By Charly Himmel
March 18, 2016
"Wells was not a criminal but it seemed that he was under a brutal military type attack from the police and deputies," the complaint says. "He decided to end it right there and die by his own hand before he'd be taken in this insane situation."
After one failed attempt, Wells says he managed to shoot himself in the chest.
RICHMOND, Va. (CN) - A disabled veteran claims in court that an entirely unwarranted siege at his home by law enforcement officers caused him to try to kill himself.
In a complaint filed in Richmond City Circuit Court, Ronald Elwin Wells Jr. says he was home alone with his dog and watching a baseball game on Sept. 16, 2013, when a police officer showed up at his door, saying he'd been asked to check on Wells by the "welfare department."
Wells says he told the officer he wasn't on welfare, and that in any event, he was fine.
The officer left, and Wells says he went back to watching the game, then promptly fell asleep.
Sometime around 7 p.m. that, the complaint says, Wells was awakened by state troopers who were knocking at his door.
"Wells started to be afraid because of all this attention he was getting for no apparent reason," the complaint says.
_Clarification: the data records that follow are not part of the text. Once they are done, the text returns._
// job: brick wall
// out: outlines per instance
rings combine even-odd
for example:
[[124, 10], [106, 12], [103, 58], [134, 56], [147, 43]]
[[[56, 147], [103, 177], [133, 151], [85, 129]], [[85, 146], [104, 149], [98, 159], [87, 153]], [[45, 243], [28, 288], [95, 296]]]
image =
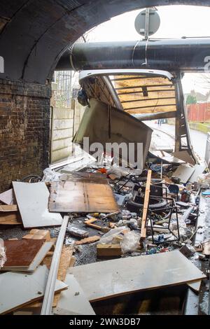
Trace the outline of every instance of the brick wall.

He did not answer his door, and he didn't answer it later when, he says "a number of State Troopers or other police type people came in fatigues with helmets and face shields with long guns in their hands."
Wells says in an attempt to remain calm, he went back to watching television. Two hours later, however, he heard someone calling him over a loudspeaker.
At this point, the complaint says, "Wells became really scared."